El riesgo actual. Hoy en día, aunque no estemos ya en el mundo bipolar de la Guerra Fría, el riesgo de una detonación nuclear es más alto que nunca. El Reloj del Apocalipsis del Boletín de científicos atómicos marca 100 segundos para la media noche, el riesgo más alto de la historia. Esto se debe principalmente a tres factores: la retórica incendiaria de los jefes de los Estados nucleares; el propio cambio climático, capaz de generar y potenciar conflictos locales y regionales; y el riesgo creciente de una detonación accidental.
Sabemos que solo con el arsenal nuclear estadounidense ha habido más de mil accidentes, y en 6 ocasiones hemos estado a punto de una guerra nuclear. De las casi 13.500 ojivas nucleares que existen en el mundo, unas 1.800 se encuentran en estado alerta máxima, apuntando hacia ciudades, listas para ser detonadas en minutos. Dichos sistemas son cada vez más vulnerables a ciberataques, a error tecnológico y humano, al punto de que el Future of Life Institute ha determinado que la guerra nuclear más probable será una accidental. Es decir, si estamos vivos hoy, no es por una buena gestión de estas armas, sino por mera suerte.
Ahora bien, las armas nucleares no son armas prácticas. No están hechas para blancos militares, sino para matar y herir a muchísimos civiles. Es imposible controlar sus efectos y usarlas sería un acto suicida. ¿Para qué existen realmente? Para asustar. Es decir, su verdadero valor se basa, únicamente, en la carga semántica tras las palabras “potencia nuclear” y “disuasión nuclear”. En equiparar la fuerza destructiva con poder y prestigio. Su principal valor es, entonces, el símbolo que representan, un símbolo con el que, hasta hace poco, había estado de acuerdo todo el mundo.

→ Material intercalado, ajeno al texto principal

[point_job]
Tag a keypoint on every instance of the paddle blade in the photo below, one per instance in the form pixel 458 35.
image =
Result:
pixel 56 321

La prohibición. A través de la prohibición es que se han podido abolir todas las otras armas de destrucción masiva: las químicas, las biológicas, las minas terrestres y las municiones en racimo. En todos estos casos, se creó una normativa internacional y un clima de condena moral que acabó con su uso, producción y venta. El 7 de julio de 2017 en la ONU, 122 países, una clara mayoría de la comunidad internacional, votaron en favor de adoptar el Tratado sobre la Prohibición de las Armas Nucleares (TPAN). Este tratado es el fruto de una nueva forma de hacer política internacional, en la que los Estados no nucleares toman las riendas del desarme nuclear; un proceso esperanzador al que en 2015 Costa Rica se refirió como la democratización del desarme nuclear.
Hoy, con la COVID-19, todo el mundo está consciente de la vulnerabilidad de nuestro sistema global; no obstante, la actual pandemia dista de mucho de ser una amenaza existencial. Los efectos de una guerra nuclear, incluso una a pequeña escala, serían muchísimo peores. El desarme nuclear requiere de la deconstrucción del símbolo de poder en torno a estas armas, y este cambio de paradigma en el que ya estamos encaminados, se materializará a través de un movimiento mundial. En nuestras manos está prevenir esta catástrofe y evitar que el sufrimiento de los hibakusha se convierta en una realidad global. Hoy en día, el poder y el prestigio se asocian cada vez menos al poder destructivo, a las imposiciones y a las amenazas, y cada vez más a la capacidad de concertación, de crear diálogo y de construir puentes. Este es el momento de apostar por la paz. Nuestra existencia depende de ello.